Gender, understood as a psychic identification and set of norms for presentation of the self and body, is often conceptually attributed to feminist analyses of the representational subordination of femininity to masculinity. In the infamous “sex/gender” split reflected in field-defining texts like Judith Butler’s Gender Trouble, gender is a squarely cultural norm that is laminated over the body, giving it a subject and constituting sex only as its retrospective effect.

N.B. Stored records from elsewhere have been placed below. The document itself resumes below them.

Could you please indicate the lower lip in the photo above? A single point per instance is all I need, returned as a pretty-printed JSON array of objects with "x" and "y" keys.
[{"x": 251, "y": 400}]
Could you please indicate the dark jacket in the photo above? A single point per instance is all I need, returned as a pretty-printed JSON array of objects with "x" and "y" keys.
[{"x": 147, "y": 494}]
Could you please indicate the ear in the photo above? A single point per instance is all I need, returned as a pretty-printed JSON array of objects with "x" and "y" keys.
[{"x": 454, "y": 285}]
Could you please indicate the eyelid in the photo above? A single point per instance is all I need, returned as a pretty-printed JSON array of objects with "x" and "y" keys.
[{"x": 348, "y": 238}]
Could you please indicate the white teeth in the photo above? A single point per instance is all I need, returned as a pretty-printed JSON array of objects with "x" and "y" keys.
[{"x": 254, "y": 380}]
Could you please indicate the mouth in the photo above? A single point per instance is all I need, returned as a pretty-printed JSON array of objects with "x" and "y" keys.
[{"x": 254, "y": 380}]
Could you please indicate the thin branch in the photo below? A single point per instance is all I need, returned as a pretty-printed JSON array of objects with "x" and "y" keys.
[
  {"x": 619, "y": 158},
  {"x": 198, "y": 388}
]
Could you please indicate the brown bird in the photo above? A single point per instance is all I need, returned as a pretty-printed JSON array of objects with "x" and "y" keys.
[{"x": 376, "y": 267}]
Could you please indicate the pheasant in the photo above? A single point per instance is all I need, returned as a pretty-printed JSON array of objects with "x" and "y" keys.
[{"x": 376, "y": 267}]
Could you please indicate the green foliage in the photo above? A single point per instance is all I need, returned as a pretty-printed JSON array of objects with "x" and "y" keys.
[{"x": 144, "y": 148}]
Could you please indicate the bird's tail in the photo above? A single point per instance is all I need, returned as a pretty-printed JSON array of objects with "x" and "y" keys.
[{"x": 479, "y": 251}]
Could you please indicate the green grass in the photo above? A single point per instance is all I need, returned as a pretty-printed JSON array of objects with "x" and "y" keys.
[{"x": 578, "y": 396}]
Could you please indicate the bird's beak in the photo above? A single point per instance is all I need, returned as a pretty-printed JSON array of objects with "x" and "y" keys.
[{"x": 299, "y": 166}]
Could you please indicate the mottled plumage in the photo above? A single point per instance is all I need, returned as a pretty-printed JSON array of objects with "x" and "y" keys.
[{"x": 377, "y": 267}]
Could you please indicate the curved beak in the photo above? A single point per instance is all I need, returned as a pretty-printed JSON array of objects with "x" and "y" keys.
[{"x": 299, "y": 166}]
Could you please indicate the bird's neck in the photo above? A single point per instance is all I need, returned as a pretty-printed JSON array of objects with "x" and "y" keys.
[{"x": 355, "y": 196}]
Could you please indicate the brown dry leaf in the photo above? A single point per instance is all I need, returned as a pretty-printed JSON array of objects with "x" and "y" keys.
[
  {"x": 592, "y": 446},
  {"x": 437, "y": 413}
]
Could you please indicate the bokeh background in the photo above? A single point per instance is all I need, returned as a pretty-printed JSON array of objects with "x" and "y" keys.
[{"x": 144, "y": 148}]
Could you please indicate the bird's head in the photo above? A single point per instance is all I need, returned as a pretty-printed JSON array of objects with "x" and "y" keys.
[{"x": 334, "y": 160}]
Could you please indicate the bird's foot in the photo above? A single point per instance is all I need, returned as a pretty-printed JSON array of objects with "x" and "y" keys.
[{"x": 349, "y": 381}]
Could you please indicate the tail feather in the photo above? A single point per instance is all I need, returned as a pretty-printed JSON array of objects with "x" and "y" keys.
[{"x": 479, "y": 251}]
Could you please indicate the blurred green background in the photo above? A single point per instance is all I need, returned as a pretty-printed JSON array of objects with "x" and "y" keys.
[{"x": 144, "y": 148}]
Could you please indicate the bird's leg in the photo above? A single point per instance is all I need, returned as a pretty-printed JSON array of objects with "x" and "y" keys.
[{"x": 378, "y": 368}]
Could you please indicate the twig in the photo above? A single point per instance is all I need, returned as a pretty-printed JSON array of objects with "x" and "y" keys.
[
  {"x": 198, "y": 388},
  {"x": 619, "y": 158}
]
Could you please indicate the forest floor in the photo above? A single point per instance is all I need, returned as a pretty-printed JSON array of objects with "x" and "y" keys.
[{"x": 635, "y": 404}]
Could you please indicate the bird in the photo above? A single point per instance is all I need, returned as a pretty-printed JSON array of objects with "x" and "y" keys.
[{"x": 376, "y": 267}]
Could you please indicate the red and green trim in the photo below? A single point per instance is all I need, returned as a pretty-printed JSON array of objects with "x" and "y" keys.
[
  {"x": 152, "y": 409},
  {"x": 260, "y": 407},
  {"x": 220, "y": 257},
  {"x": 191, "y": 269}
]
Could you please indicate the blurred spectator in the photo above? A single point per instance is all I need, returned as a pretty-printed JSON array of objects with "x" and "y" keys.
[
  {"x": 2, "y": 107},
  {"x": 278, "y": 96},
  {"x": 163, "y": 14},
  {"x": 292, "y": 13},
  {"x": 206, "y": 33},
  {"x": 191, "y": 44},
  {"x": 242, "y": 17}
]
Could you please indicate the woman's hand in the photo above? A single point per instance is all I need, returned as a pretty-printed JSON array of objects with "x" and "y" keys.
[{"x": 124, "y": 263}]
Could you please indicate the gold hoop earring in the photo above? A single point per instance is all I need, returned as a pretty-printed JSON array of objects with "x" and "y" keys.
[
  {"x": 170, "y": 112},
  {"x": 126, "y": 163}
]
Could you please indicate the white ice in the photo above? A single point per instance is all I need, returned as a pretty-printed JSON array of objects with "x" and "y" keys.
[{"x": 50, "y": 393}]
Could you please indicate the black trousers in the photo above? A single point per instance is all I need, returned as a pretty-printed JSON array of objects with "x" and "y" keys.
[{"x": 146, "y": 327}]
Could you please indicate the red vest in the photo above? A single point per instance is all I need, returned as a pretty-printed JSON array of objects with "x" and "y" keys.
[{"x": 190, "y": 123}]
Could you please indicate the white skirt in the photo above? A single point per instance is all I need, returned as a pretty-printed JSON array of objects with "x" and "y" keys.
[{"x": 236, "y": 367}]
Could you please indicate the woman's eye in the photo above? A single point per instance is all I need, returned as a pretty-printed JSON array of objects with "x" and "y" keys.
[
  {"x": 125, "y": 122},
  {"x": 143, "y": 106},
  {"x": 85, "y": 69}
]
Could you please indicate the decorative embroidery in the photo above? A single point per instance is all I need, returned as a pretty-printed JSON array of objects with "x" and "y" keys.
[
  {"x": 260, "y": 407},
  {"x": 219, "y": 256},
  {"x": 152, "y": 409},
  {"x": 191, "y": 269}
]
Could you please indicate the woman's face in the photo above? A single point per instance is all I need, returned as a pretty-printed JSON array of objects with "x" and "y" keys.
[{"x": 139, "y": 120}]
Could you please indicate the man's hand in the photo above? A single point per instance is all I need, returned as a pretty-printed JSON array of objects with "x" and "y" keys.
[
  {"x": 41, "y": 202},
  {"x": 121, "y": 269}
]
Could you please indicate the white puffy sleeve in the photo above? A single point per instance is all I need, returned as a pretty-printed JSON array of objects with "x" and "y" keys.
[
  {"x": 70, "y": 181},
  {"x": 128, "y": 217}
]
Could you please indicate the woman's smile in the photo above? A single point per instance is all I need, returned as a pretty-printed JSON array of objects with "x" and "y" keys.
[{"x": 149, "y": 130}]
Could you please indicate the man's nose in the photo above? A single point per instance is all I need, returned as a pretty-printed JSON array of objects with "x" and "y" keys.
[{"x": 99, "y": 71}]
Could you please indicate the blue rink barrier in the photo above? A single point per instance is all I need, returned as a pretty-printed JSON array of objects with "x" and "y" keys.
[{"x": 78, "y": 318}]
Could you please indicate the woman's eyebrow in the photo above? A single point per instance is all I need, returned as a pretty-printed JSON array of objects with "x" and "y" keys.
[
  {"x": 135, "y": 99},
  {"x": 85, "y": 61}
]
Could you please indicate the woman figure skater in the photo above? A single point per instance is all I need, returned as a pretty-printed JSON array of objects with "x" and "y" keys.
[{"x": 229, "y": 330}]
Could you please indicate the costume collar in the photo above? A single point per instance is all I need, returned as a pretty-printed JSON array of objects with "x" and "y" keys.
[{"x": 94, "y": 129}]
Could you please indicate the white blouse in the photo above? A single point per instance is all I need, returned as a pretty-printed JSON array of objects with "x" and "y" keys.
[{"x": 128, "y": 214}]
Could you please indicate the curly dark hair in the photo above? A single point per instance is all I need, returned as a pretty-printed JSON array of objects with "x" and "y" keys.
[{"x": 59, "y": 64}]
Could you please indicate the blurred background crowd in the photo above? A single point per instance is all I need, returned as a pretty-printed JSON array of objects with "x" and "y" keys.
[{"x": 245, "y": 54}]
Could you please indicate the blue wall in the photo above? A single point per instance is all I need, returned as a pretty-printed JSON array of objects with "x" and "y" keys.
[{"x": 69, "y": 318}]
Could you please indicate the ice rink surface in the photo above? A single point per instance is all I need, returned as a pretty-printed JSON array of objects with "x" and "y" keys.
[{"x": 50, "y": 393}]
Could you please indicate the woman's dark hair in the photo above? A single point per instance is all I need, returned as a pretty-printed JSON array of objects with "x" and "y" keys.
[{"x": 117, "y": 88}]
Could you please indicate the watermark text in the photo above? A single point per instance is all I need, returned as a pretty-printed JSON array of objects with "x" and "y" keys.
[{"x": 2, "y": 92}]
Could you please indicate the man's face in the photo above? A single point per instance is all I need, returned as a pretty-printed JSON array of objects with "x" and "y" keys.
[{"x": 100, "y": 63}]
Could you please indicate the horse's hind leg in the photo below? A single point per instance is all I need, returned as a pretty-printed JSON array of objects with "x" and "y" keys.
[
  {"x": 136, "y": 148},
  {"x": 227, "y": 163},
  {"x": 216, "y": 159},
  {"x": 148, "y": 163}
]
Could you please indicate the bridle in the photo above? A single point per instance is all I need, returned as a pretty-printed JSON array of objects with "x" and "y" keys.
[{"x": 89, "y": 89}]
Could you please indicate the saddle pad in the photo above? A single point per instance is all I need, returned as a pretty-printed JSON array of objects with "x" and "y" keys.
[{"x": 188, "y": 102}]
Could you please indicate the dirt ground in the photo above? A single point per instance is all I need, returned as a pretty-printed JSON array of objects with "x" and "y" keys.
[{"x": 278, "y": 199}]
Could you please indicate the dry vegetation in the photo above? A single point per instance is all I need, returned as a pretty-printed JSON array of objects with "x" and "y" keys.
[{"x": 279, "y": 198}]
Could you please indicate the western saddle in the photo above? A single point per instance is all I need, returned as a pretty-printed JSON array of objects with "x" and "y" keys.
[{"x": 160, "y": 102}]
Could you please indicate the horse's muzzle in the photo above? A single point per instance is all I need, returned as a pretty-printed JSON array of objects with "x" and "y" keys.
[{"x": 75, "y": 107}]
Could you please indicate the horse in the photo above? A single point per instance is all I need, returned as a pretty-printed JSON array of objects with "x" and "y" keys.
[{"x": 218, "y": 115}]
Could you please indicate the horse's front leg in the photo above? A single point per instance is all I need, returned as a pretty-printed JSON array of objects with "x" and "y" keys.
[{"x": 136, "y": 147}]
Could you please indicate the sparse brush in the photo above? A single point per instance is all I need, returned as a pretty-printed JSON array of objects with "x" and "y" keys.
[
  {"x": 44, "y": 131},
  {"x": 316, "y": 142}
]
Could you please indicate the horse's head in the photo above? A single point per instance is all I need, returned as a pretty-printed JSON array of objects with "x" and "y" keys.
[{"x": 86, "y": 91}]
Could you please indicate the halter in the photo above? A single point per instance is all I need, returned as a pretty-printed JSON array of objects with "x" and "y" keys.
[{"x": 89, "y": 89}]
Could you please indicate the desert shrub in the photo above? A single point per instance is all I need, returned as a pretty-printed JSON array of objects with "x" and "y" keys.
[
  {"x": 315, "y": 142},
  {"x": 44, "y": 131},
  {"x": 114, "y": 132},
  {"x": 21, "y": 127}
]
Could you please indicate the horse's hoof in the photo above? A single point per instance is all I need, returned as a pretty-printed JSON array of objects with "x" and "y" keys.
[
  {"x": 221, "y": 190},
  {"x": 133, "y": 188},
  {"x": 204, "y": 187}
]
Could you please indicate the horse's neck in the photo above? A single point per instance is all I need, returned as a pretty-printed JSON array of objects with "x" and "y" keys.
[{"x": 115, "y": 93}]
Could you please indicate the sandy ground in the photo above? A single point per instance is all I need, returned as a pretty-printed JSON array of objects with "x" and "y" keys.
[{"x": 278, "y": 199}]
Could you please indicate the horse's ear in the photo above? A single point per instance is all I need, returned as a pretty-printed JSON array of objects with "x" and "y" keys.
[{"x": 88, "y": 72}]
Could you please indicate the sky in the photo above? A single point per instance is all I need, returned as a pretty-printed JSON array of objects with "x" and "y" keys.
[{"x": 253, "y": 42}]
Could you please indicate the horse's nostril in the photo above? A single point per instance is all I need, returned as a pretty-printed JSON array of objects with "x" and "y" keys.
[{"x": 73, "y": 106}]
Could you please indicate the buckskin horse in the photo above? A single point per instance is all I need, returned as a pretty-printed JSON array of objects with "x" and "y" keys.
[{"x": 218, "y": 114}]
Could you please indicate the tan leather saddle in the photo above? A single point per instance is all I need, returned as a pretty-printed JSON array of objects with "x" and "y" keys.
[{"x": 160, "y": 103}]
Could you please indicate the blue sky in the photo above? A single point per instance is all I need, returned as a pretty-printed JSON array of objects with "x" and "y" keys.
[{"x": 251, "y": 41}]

Transgender studies has emphasized more consistently, however, that gender is a historical and techno-medical apparatus. Susan Stryker and Nikki Sullivan’s formulation of the “somatechnics” of the trans/gendered body, for instance, or Beatriz Preciado’s hormonal “auto-intoxication” of female masculinity in Testo Junkie, attend to gender from the organizing premise that there is no culture-nature or body-technology dualism in gender’s “construction,” its ontogenesis and transmission from generation to generation. In my dissertation’s genealogy of the transgender child I return to the mid-century invention of gender by “the dean of sexology” at Johns Hopkins University, John Money, and his clinical work in the 1950s and 1960s with intersex and “hermaphroditic” children. Although the commitments of Money and the physicians and psychiatrists working around him were deeply normative and painfully dehumanizing for patients, their non-dualistic, technologically oriented concept of gender as a biocultural plasticity opens onto a very different understanding of gender not only for transgender studies, but also feminist theory and queer theory. I spent some time in the medical archives at Johns Hopkins recently and these notes reflect some of the emergent genealogical work I am embarking on with this assemblage of material.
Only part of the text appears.